He gave a nice introduction to the recent literature on provably privacy-preserving mechanisms for publishing statistical summaries such as counts of rows from databases satisfying some property (e.g., income > 100,000). Suppose a mechanism computes the actual count, and then reports something possibly different (e.g., by adding noise). There is a definition of a p-privacy if, for every possible output (count), for any person (row) the ratio of the probability of that output with the row present to the probability of that output with the row omitted is always in the range [p, 1/p]. Intuitively, whatever the actual count, there's not much revealed about whether any particular person has high income.
One technique that works for counts, LaPlace-p, is to add to the correct count +/- z, where probability of z is 1/2(-lnp)e^^(z/lnp). For any reported count, there's some confidence interval around it, and the size of that confidence interval is independent of the count. Thus, for reported count 1, you can't really tell whether the correct count is 1 or 0, and thus you can't really tell whether a particular person has high income, *even if you have great side information about everyone else in the database*. On the other hand, if the reported count is 27,000, you still can't tell much about any one person, but you can be pretty sure that the correct count is somewhere around 27,000.
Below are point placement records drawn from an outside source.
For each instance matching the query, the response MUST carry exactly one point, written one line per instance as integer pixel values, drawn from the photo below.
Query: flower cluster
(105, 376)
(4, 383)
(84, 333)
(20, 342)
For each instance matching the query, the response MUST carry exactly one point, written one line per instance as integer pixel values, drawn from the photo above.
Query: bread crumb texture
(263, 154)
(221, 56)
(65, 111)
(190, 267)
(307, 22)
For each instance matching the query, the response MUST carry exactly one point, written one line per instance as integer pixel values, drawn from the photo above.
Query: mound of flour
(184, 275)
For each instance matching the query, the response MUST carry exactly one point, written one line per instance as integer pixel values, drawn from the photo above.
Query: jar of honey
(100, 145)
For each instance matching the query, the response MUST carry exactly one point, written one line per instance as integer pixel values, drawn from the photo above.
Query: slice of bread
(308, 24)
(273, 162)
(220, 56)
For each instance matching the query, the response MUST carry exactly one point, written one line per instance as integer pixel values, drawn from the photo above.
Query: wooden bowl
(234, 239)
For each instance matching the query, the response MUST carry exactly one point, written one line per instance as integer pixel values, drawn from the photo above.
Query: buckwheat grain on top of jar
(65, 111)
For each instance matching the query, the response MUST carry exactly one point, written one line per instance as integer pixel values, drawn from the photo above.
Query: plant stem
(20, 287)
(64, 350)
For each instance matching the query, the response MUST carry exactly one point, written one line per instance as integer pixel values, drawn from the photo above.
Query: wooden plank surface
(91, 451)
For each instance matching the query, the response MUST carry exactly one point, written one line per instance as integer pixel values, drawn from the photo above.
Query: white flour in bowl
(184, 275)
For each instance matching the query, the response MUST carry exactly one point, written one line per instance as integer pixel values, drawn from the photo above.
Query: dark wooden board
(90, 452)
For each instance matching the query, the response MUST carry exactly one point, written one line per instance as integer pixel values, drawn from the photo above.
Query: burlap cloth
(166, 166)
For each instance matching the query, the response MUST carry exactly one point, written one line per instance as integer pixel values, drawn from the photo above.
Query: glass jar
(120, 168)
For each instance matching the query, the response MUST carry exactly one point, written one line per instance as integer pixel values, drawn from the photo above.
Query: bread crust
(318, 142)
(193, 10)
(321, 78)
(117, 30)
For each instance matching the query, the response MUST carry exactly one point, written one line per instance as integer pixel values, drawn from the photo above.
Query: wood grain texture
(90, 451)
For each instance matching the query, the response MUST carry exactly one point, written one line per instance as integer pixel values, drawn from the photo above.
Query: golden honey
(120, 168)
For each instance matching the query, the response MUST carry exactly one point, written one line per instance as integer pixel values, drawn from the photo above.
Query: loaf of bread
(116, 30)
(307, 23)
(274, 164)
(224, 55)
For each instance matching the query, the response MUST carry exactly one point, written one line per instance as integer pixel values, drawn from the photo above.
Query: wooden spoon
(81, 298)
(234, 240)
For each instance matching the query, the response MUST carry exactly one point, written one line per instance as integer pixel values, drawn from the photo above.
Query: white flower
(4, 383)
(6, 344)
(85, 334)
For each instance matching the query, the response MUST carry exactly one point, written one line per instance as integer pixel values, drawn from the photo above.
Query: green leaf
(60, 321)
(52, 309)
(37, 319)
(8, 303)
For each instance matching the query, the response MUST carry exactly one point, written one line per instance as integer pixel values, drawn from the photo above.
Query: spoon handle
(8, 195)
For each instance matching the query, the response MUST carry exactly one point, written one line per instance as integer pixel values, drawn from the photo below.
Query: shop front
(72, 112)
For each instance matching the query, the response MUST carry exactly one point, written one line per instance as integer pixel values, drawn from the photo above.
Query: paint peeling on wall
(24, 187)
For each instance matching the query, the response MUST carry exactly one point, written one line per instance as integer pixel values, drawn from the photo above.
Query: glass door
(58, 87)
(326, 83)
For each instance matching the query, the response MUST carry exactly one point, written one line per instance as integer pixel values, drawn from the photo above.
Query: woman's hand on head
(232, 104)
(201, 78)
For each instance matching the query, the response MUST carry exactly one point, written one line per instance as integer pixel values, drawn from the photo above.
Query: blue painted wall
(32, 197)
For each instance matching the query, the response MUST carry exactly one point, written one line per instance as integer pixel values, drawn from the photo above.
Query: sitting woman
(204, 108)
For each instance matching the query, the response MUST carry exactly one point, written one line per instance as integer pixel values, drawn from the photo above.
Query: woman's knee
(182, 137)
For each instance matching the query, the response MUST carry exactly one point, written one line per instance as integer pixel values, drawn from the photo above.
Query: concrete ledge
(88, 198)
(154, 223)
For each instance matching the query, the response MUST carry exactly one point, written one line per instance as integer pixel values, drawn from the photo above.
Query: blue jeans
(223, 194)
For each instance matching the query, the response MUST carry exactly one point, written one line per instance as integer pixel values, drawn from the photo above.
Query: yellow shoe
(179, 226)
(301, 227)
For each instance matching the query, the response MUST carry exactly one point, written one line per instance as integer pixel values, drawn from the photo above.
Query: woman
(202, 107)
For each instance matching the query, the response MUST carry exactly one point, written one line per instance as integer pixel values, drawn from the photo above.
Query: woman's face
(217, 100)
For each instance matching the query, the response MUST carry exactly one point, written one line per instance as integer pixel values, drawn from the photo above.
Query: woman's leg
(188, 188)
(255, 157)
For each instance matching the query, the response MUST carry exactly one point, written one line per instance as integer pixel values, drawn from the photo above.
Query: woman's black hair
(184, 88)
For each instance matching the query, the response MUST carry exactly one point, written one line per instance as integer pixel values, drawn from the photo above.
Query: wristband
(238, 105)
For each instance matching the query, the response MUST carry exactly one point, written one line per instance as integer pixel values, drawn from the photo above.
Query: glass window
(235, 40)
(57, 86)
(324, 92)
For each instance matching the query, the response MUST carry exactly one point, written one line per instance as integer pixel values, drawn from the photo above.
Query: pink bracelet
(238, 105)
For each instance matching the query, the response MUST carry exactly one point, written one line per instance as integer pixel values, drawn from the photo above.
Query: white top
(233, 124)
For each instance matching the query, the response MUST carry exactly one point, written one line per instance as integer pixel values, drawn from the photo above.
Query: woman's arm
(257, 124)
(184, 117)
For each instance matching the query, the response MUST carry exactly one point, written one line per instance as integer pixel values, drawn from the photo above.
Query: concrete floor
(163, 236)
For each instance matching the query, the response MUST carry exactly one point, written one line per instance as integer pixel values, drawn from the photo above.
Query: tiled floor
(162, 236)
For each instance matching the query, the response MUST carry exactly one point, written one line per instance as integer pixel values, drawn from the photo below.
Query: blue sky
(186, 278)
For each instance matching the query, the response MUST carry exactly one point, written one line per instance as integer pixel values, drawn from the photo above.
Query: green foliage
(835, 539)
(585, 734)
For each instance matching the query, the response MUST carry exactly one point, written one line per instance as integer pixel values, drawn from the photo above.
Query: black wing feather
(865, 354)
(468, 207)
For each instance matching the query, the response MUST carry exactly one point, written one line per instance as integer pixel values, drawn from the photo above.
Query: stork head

Roughgarden's paper is about how much value you can get from the best count function (in terms of some loss function comparing true result to reported result) while still preserving the p-privacy requirement. It turns out that a mechanism very much like LaPlace-p, but discretized, works to minimize the expected loss no matter what the user of the count's priors are about the distribution of correct counts. It is in this sense that it is universal. This requires a little user-specific post-processing of the algorithm's output, based on the user's priors about the correct counts. For example, if the reported count is -1, we know that's not the correct count; it must really be 0 or something positive, and you can back out from the report and the user's prior beliefs to infer a belief distribution over correct counts.